You can find an updated analysis of Bangladesh’s social indicators here -

Submitted by Hassan on

I enjoyed reading your comment and your attached paper. So on your point that "when choosing between the two distinct phases of social progress, its not hard to see why someone would pick the first story line", well the point is that both the Economist and the Lancet covered the whole 1990-2010 period not just the nineties. As such the 'first story line' which in some ways captures the nineties doesn't really hold for the entire period - especially when you consider that between 2000-10 there was, in percentage change terms, a larger improvement in key health indicators (e.g. for infant and child mortality, maternal mortality) during this period when per capita incomes grew faster. So again let me stress that I fully agree with the view that there are some unique features of the delivery model in Bangladesh which make it stand out and these have been covered by the Economist and Lancet - and without these elements the income gains would have had less of an impact. But the fact remains that Bangladesh's economic growth has been pro-poor,consumption inequality has remained unchanged over 15 years, and that increased prosperity which has almost halved poverty during these twenty years has allowed poor people to seek better quality services (so I would stress this more than the impact of growth on public spending which we know is a much more tenuous link)

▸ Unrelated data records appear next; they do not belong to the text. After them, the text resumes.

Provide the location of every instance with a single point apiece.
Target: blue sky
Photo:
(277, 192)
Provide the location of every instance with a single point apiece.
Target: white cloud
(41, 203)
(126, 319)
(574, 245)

Submitted by Asif Dowla on

Another missing ingredients are the remittances. These did not slow down even during the recession of 2008-9. This enabled the government to institute countercyclical policies. I am a bit disappointed that the latest poverty assessment report by the bank did not get any attention--not even a blog post after it was published at least by the bank staff. It is frustrating that even sources such as the New York Times and the talking heads still repeat the "prevailing narrative, often grounded in dated perceptions and images."

If I may summarize, the following explains the so-called paradox:
a) the troika of microfinance, garments, and remittances
b) capable macroeconomic management
c) the long tradition of civil society and the role of a progressive elite class

A somewhat mixed story about Bangladesh’s banking

By the way, the link to Niaz's paper is not working. The following link works

Submitted by Simon on

Thanks for sharing this news with the Bangladeshi people. As a citizen of Bangladesh I want to thanks to the world bank for supporting us.

Thank you

The World Bank supported many times to the Bangladeshi peoples. I think the World Bank should monitor the fund and making sure whether the fund is utilized properly or not.

Mohammed Saimon

Submitted by Simon on

Yes world bank is one the great bank to me cause it helps many developing country like Bangladesh.